In short, what is the state of decompilers for Lua such and for Lua version 5.4? I gather the need for a decompiler is just a nice-to-have kind of thing, but too much effort for anyone to work on it seriously for any sustained period of time. And possibly it is not well understood how to write a good decompiler.
For the last 5 years or so I have been maintaining a decompiler for Python which I have been doing as a hobby. In that, I have come to understand what I think has been a good methodology for thinking about decompilation of high-level dynamic languages which use high-level bytecode. And over the years, I have improved the technology I use.

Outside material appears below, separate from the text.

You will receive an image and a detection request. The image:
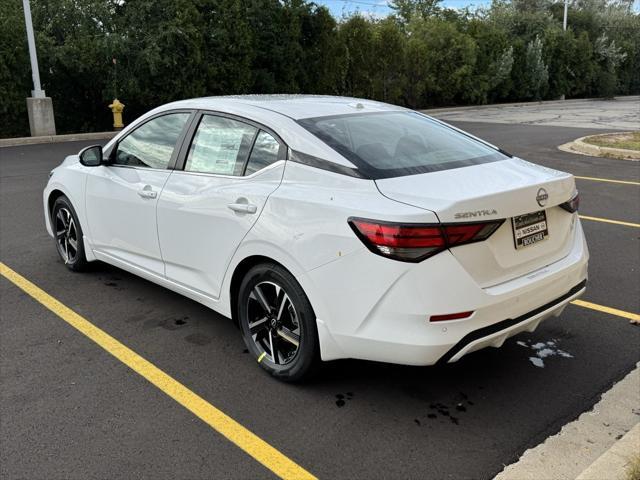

It strikes me that Lua and its bytecode fall into this category of high-level dynamic languages with high-level bytecode. I can't find any effort for a decompiler for lua 5.4.x. Has Lua bytecode or its compilation changed significantly?
It looks to me like luadec, some C-based code, originally by Hisham Muhammad has more or less been the only decompiler out there.
https://github.com/viruscamp/luadec seems to pull together as a single project this code on github, although it doesn't look like this has been worked on in a while and the project seems mostly about organizing the code rather than actively working on it or fixing bugs. Looking at the class of bugs reported and the Readme for LuaDec51 by Zsolt Sz. Sztupak, it strikes me that the weakness of decompiling code with complex branching and control flow has been a problem right from the start. It has also plagued the Python decompiler, but I now think I have a good handle on that.